For 12 years, E3 - the Electronic Entertainment Expo - filled out May with excitement for gamers. It was second only to the avalanche of quality games that comes every fall in terms of getting our engines revving. It had the newest hardware (over the years, everything from Sega Saturn to PlayStation 3) and the first looks at amazing games: Metal Gear Solid trailers, Halo previews and Final Fantasy demos, sometimes years before the games went on sale.
But things have changed irrevocably. Though last year's E3 was as huge and loud as ever, Eurogamer's Rob Fahey sums up what E3 had become by 2006: "...increasingly despised by the journalists who were meant to be covering it and equally unloved by publishers who saw more and more of their marketing budgets being poured into the event each year..." The old E3 died because big companies like Nintendo, Sony, EA and Microsoft decided that they were wasting money and pulled the plug. Hopes ran high that what replaced it would become tighter, more focused, more business-oriented and a better place for people to play new games and write about them - all so we could inform you about them, of course.
But according to Next Generation's Colin Campbell, "It may be called E3. It may feature some people looking at games in a big room. There may even be some free drinks. But it ain't going to be E3." Though that prediction dates to last year, it seems eerily accurate with just a week left until E3. It's now an open secret of the industry: E3 2007 is going to be a trainwreck. As Game|Life's Susan Arendt casually puts it: "Sure, it's spread out across a zillion different hotels and nobody knows exactly what they're doing or what to expect, but come on... what could possibly go wrong?"
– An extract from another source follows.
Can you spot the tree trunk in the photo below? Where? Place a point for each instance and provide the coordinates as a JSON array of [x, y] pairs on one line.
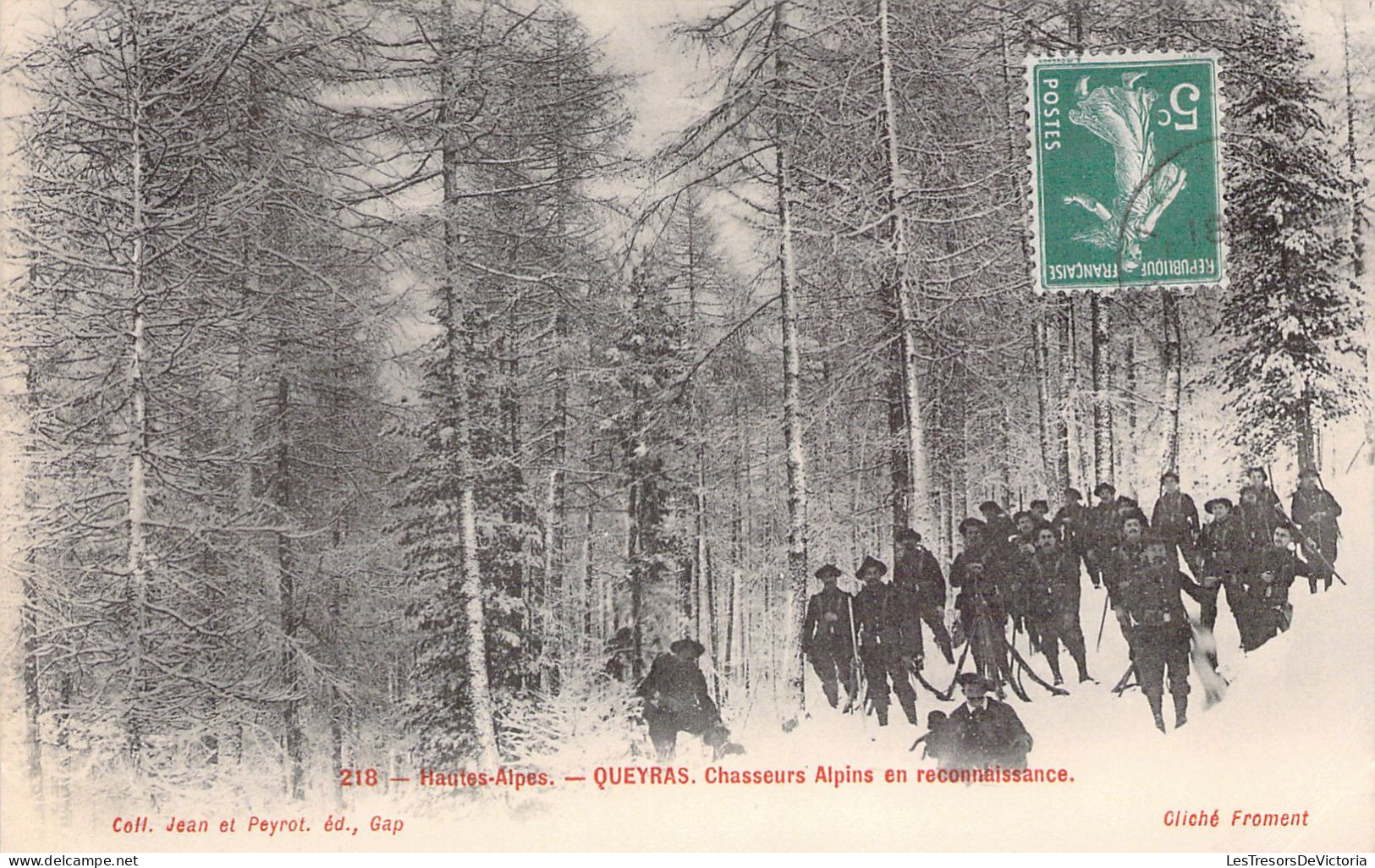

And that's the central problem with the new E3. The main show floor is in Barker Hangar, a Santa Monica airport that's often used to house big events. That sounds alright, till you realize a few things. Getting anywhere in the Los Angeles area is a disaster - five miles can take 30 minutes - and the rest of E3 is taking place in nine different hotels. One well-placed company spokesperson told us, under the table, that the hangar is largely a dog and pony show for the mainstream press: newspapers, Entertainment Tonight, whatever.
The real meat will be behind closed doors at the hotels. But wait - some publishers are only showing in Barker Hangar, so everyone will be forced to trek around Santa Monica in crawling cabs or sluggish shuttles. And once you're at the hangar? Paltry 20-foot by 20-foot spaces are all that's on offer, with room for only a handful of demo kiosks. 1UP's story on the changeover illustrates this beautifully.
The most damning thing we've heard is that, confidentally, a staffer with the new E3 (run by different people than ran the show for the past 12 years) offered her opinion: the show won't make it to 2008. This was months ago, too, before the full extent of the disaster was apparent to the press and publishers at large. In our talks with publisher reps since then, we've heard everything from "don't expect much" to "clusterf..."
So what can we expect? We're not sure. Around GamesRadar, we're planning for the worst. Months of whispers have led us to believe that E3 2007 will be a disorganized shambles. Each publisher, desperate to stand out from the crowd, is putting on a press conference designed to call attention to its lineup - an E3 first, and one that should tax the resources of every site on the web. Even though hundreds of companies that used to attend the show won't be around anymore, most of them put out games and accessories nobody looked at (except to make fun of) anyway. E3 was always a beast. But it's now metamorphosed into a hungry beast with ten heads, instead of that lumbering behemoth - which was more roar than bite. Is there any doubt that this show will be anything but a disaster?